Urval Patel MSci Geology, 2008
I initially joined Southampton University as a student enrolled onto the Geology with Physical Geography degree. However, having seen the full facilities and module options available to me, as well as the friendly and helpful nature of staff at OES, I successfully transferred onto the Geology Master of Science programme.
Due to the National Oceanography Centre’s and the university’s reputation as a world-renowned research institution and centre of excellence in teaching, many projects involve work which is completed in close collaboration with and are part- or fully-funded by industry.
The first and second years of the degree are focused on developing your geological skills through conventional lectures, lab practicals and workshops.
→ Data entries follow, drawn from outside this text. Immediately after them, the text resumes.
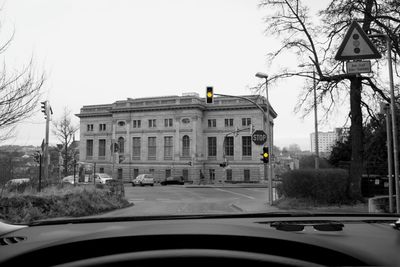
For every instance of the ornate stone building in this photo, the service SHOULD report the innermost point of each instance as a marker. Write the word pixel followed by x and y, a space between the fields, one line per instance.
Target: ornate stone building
pixel 175 135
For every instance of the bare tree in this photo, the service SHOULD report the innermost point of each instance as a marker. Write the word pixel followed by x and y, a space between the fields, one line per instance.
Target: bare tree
pixel 315 43
pixel 64 130
pixel 19 94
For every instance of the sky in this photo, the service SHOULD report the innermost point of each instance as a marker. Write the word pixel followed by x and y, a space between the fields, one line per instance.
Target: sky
pixel 100 51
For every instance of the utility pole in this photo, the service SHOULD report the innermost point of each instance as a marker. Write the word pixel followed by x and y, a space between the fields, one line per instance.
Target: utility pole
pixel 40 170
pixel 394 123
pixel 315 122
pixel 393 115
pixel 46 109
pixel 390 155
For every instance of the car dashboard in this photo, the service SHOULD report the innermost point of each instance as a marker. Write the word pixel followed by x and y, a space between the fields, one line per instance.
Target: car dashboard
pixel 253 239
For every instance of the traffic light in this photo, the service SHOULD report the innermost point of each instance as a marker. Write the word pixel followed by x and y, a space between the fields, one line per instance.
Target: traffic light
pixel 265 155
pixel 44 107
pixel 209 95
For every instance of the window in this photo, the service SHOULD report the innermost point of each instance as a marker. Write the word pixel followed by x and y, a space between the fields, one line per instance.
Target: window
pixel 212 123
pixel 152 148
pixel 212 174
pixel 229 174
pixel 229 146
pixel 185 146
pixel 121 144
pixel 228 122
pixel 89 148
pixel 185 174
pixel 168 122
pixel 246 145
pixel 102 147
pixel 136 123
pixel 168 147
pixel 246 175
pixel 152 123
pixel 136 148
pixel 212 146
pixel 246 121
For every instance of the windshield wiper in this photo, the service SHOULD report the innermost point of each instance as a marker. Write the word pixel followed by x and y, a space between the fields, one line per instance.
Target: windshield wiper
pixel 326 226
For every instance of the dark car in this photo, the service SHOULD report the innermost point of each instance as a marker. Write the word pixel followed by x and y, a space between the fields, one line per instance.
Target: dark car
pixel 173 180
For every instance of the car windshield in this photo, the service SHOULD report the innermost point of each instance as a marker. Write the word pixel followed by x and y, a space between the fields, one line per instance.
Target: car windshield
pixel 197 107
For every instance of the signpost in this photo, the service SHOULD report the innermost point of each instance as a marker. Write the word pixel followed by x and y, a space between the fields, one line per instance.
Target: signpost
pixel 356 45
pixel 259 137
pixel 358 66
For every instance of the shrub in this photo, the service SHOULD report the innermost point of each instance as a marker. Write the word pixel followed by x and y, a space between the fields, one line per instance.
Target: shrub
pixel 325 186
pixel 55 202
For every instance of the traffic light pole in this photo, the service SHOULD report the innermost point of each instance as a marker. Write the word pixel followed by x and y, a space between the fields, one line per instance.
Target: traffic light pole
pixel 267 167
pixel 46 152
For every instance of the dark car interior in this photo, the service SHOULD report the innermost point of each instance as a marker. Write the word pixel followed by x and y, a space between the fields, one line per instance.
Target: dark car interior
pixel 254 239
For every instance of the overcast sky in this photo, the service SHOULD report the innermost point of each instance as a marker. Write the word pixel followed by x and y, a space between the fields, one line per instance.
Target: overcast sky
pixel 98 52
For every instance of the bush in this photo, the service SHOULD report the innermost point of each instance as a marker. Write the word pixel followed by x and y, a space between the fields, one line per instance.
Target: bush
pixel 325 186
pixel 55 202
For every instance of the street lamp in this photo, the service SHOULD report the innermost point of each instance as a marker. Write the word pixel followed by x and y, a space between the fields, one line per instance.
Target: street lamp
pixel 393 113
pixel 315 119
pixel 269 169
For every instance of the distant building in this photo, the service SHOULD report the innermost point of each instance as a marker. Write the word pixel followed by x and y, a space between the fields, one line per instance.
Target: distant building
pixel 175 135
pixel 328 139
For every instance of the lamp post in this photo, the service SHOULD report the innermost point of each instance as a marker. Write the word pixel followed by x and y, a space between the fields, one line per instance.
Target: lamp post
pixel 269 143
pixel 315 120
pixel 393 115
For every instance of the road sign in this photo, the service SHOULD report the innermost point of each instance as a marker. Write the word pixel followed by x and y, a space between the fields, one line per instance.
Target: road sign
pixel 356 45
pixel 358 66
pixel 259 137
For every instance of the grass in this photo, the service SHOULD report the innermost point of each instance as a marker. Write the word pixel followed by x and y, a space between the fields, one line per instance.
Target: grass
pixel 57 201
pixel 287 203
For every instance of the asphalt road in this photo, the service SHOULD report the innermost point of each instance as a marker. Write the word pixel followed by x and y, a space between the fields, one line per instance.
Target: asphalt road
pixel 178 200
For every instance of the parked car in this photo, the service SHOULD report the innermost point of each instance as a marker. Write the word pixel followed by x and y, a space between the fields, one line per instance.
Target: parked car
pixel 70 179
pixel 143 179
pixel 102 178
pixel 173 180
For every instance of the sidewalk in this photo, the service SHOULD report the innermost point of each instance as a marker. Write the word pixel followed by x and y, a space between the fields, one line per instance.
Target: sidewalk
pixel 227 185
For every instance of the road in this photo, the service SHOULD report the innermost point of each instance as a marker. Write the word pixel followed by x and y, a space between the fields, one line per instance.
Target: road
pixel 178 199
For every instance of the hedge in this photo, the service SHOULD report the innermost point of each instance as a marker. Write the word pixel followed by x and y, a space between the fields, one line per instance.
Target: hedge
pixel 325 186
pixel 55 202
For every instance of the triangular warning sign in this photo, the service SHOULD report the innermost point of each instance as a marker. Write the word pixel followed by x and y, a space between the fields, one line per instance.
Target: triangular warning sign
pixel 356 45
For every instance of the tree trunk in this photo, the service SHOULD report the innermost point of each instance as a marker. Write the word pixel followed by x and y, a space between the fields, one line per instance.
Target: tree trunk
pixel 66 157
pixel 357 137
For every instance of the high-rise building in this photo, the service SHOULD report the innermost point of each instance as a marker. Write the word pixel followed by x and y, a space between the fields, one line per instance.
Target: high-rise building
pixel 328 139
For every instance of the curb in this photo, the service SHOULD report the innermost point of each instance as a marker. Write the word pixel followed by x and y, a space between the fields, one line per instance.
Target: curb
pixel 225 186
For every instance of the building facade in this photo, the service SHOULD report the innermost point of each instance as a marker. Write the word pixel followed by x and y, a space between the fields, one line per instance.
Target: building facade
pixel 175 135
pixel 328 139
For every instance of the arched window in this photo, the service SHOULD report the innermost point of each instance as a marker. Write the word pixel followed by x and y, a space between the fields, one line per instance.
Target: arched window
pixel 185 146
pixel 121 144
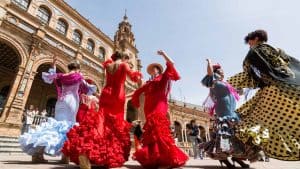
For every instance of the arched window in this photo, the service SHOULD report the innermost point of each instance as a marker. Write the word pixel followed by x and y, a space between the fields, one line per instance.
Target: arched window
pixel 101 53
pixel 22 3
pixel 44 14
pixel 90 45
pixel 77 36
pixel 62 26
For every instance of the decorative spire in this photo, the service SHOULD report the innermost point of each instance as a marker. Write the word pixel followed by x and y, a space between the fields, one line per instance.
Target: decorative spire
pixel 125 18
pixel 124 34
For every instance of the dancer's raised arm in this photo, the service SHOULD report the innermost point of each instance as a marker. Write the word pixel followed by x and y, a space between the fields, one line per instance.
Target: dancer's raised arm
pixel 210 70
pixel 165 56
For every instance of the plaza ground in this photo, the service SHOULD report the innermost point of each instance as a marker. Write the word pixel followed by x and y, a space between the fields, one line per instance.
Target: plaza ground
pixel 23 162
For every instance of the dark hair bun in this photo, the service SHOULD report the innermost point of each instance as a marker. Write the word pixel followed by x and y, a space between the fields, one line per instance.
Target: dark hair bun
pixel 262 36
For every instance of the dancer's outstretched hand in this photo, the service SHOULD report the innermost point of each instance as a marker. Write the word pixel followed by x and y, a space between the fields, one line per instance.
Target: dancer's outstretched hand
pixel 54 60
pixel 208 60
pixel 161 52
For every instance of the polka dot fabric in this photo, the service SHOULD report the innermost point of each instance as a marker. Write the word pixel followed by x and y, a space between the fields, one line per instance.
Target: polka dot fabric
pixel 275 108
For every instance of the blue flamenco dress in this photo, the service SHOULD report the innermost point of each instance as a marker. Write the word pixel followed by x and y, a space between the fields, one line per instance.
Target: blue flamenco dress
pixel 51 135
These “class-room” taught concepts were further illustrated in the field through a number of day and residential trips to the Jurassic Coast, Pembrokeshire, Brittany, Ingleton, Spain and Anglesey. The emphasis the department places on fieldwork is one of the main reasons why I chose to study at OES. Not only does this fieldwork provide you with the necessary skills to help you in your future career, but they also provide you with an opportunity to visit wonderful and exotic places, meet new people, and to immerse yourself in new experiences.
At the beginning of your third year you undertake a 5-week independent mapping project (my year had a choice of Isle of Skye, SE France, Spain, and Bulgaria) where you put to use all the field skills you have developed over the previous two years. Upon your return to the University for your 3rd year, most of your time will be dedicated to completing your mapping project. You also have the option, unlike in previous years, to choose certain modules according to your preference/future career direction.
The main difference I found between the first two years and the third year is the increased emphasis on working more independently from your lectures/tutors, which means your learning is much more self-motivated. However, I found that if I ever needed help, the staff would always find the time to help me or point me in the right direction.
The fourth and final year of the Geology MSci course, in my opinion, is all about deciding on your future career direction. The variety of modules and projects on offer (field and/or lab-based) allows you to pursue a wide range of careers including mineral exploration, environmental remediation, geophysical surveying, and petroleum production and exploration to name a few. For me, it was not a difficult decision to tailor my degree towards the petroleum exploration sector of geology, by choosing modules related to petroleum geology and a project investigating the hydrocarbon potential of the clastic sediments of onshore Northern Tunisia. My Advanced Independent Research Project involved extensive fieldwork in Northern Tunisia, followed by lab-based processing of samples collected during the trip. The project allowed me to gain access to the NOC’s excellent laboratory facilities including the use of the organic carbon analyser, and the X-ray diffraction and X-ray fluorescence labs. Furthermore, due to the NOC’s and the university’s reputation as a world-renowned research institution and centre of excellence in teaching, many projects involve work which is completed in close collaboration with and are part- or fully-funded by industry. My research project was part-funded by the Anadarko Petroleum Corporation.
After graduating in 2008 with a First Class degree I was employed by Core Laboratories’ Integrated Reservoir Solutions Division, a medium-size oil and gas consultancy specialising in optimising reservoir performance and hydrocarbon recovery. I was employed as a Reservoir Geologist involved in multi-well regional studies evaluating major reservoir and seal rocks. The theoretical, lab and field-based skills developed during my time at the NOC were absolutely essential in performing my everyday duties at Core Laboratories. Since the summer of 2011, I have returned to university as a postgraduate research (PhD) student at Heriot-Watt University, Edinburgh. My PhD topic is, broadly speaking, a continuation of my MSci Advanced Independent Research Project, and I will be investigating the nature and 3D architecture of deep-water massive sands (thickly deposited gravity flows) in channelized systems from outcrop and subsurface data. No doubt I will be using and building upon the sound geological skills/knowledge I developed at the NOC!